Work for blocking in gold does not require so much body or preparation as if it were gilt by hand. Morocco can be worked by merely washing the whole surface with a little urine or weak ammonia, but it is safer to use a coat of glaire and water mixed in proportion of one of the former to three of the latter. The heat should not be great, and slowly worked.
Calf should have a coat of milk and water or thin paste-water as a ground, and when dry another of glaire. Both should be laid on as evenly as possible; but if only portions are to be gilt, such as a centre-piece, and the rest dead, the centre-piece or other design should be pencilled in with great care. The design should be first slightly blocked in blind as a guide for the glairing. The edge of the glaire generally leaves a black or dark stain. The heat required for calf is greater than for morocco, and the working must be done more quickly.
Cloth requires no preparation whatever, the glue beneath and the coloured matter on the cloth gives quite enough adhesiveness when the hot plate comes down for the gold to adhere.
A great deal of taste may be displayed in the formation of patterns in this branch, but as publishers find that books that are tawdrily gilt are better liked by the public, they are, of course, very well satisfied if their books are well covered with gold.

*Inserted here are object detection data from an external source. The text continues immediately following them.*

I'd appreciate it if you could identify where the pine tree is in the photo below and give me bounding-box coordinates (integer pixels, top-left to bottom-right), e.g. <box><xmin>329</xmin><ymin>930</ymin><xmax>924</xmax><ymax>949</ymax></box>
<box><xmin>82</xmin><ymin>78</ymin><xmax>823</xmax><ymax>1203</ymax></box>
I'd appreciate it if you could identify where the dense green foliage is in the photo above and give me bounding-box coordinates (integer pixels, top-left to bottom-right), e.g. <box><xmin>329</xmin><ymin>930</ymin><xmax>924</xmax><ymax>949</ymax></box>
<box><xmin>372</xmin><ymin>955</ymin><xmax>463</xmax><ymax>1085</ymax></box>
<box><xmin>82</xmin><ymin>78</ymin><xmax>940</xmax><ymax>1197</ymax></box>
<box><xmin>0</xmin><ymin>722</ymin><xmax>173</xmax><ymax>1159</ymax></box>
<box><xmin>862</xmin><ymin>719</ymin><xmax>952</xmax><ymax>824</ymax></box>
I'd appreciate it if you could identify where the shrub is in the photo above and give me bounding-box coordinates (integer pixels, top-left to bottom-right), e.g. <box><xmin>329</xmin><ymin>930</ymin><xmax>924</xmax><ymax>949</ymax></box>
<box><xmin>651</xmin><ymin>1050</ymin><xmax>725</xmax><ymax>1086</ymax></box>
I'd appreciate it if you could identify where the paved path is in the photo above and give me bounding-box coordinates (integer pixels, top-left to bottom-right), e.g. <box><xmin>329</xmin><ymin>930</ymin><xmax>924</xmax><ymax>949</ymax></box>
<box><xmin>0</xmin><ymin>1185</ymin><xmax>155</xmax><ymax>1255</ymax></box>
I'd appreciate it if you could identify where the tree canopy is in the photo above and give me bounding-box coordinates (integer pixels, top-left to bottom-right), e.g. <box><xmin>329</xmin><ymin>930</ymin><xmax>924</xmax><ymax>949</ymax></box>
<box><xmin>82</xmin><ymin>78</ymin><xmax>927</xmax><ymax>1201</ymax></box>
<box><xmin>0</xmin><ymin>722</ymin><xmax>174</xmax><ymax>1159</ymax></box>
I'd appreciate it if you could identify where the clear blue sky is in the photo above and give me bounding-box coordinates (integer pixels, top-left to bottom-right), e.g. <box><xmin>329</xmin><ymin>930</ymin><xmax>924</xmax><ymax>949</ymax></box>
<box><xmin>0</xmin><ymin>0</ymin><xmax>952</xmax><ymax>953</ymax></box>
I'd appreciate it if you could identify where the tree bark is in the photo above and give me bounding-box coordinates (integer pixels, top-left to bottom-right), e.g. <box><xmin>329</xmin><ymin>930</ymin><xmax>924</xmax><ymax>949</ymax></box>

It would be well if those who have the principal charge of this work would strive, by the cultivation of elegant design, to correct the vitiated taste of the public, and seek by a study of classic ornamentation to please the eye and satisfy the judgment rather than to attract the vulgar by glitter and gaudy decoration.
However, of late years a great advancement has been made with publishers' block work; the samples given in the trade paper ("The Bookbinder" now "Bookmaker") will prove this.